今年に入ってから注目度が高まっている「IA(Web情報アーキテクチャ)」について、6名の方から、合計6時間弱のセミナーを受けてきました。
IA はウェブ制作に関するほんの一部
今回の LP7 を受講するにあたって、linker主催で開催された「デザイニング・ウェブナビゲーション読書会」に参加させていただき、本当にありがたかったです。
参考)
それまで、IA のことを「情報構造」とか「レイアウト」とか「ワイヤーフレーム」というもの、といった感じでしかとらえてなかったものを、しっかり勉強することができました。
その linker 読書会を通じて学んだことを、LP7 を通じて改めて復習し、より広く深く勉強することができました。
最初のコンセント・長谷川さんの内容はまさに”復習”といった感じで聴くことができました。
2番目のロフトワーク・林さんの話は、現場でクライアントと共通意識を持つために必要なノウハウをお話しいただき、とても実践的でした。
3番目の佐藤伸哉さんの話は、非常にありがたい話でした。
- IA は全体プロセスの1ステップでしかない
- IA だけでは完結/完成しない
この言葉がしっかり共有できたことが非常に嬉しかったです。
4番目のネットイヤーグループ・坂本さんのセッションは、現場で実践する方法を事前課題を通じて学び、確認できたのがよかったです。このようなワークショップもできるのはありがたいです。

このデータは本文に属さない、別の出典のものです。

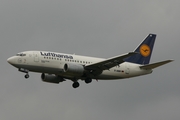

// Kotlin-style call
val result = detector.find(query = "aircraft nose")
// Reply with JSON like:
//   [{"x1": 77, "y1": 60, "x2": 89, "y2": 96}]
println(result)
[{"x1": 7, "y1": 57, "x2": 14, "y2": 64}]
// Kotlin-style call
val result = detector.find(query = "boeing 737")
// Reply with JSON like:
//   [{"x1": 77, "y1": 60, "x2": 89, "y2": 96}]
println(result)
[{"x1": 7, "y1": 34, "x2": 173, "y2": 88}]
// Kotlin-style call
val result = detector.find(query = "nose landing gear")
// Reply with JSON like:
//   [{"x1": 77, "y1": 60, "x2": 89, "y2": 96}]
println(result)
[
  {"x1": 24, "y1": 73, "x2": 29, "y2": 79},
  {"x1": 19, "y1": 68, "x2": 29, "y2": 79}
]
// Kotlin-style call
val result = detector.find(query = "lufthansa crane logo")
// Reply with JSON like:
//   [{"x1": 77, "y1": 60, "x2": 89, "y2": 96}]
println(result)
[{"x1": 140, "y1": 44, "x2": 151, "y2": 57}]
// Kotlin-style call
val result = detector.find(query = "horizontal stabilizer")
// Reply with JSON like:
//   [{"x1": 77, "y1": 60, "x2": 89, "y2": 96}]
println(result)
[{"x1": 140, "y1": 60, "x2": 174, "y2": 69}]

5番目の iA・小久保さんの話も、とても目が覚めるような内容でした。
- IA は新しい、特別な仕事ではない
- IA の考え方は誰でも自分の仕事に生かせる
- ユーザーが見るのは「サイト」ではなく「フロントエンド」
IA という言葉に対する幻想や、ユーザー視点についてはっきりと話していただいたことがありがたかったです。
最後の長谷川恭久(ヤスヒサ)さんのセッションは、話の内容とともにプレゼンパフォーマンスも楽しませていただきました。
ヤスヒサさんのプレゼンの中で「今日みなさんが話された内容は、全体のほんの一部」と話されていたのも、その日1日に学んだことをスッキリさせる言葉でした。トップの写真がその時のスライドです。
佐藤さんもお話しされていたように「IA は全体プロセスの1ステップ」です。
ウェブサイトを企画、構築、運営するためには、IA の他にユーザビリティやアクセシビリティ、コンテンツ、グラフィックデザイン、ビジネスなどの項目もしっかり踏まえて制作して行く必要があります。
IA は「伝家の宝刀」ではない
IA に限らず「SEO」や「ブログマーケティング」、「Web2.0」といった新しい概念や言葉が登場してくると、「これを導入すれば、売上が上がる!」というような幻想をいだく(もしくは、クライアントに抱かせようとする)所が出てきます。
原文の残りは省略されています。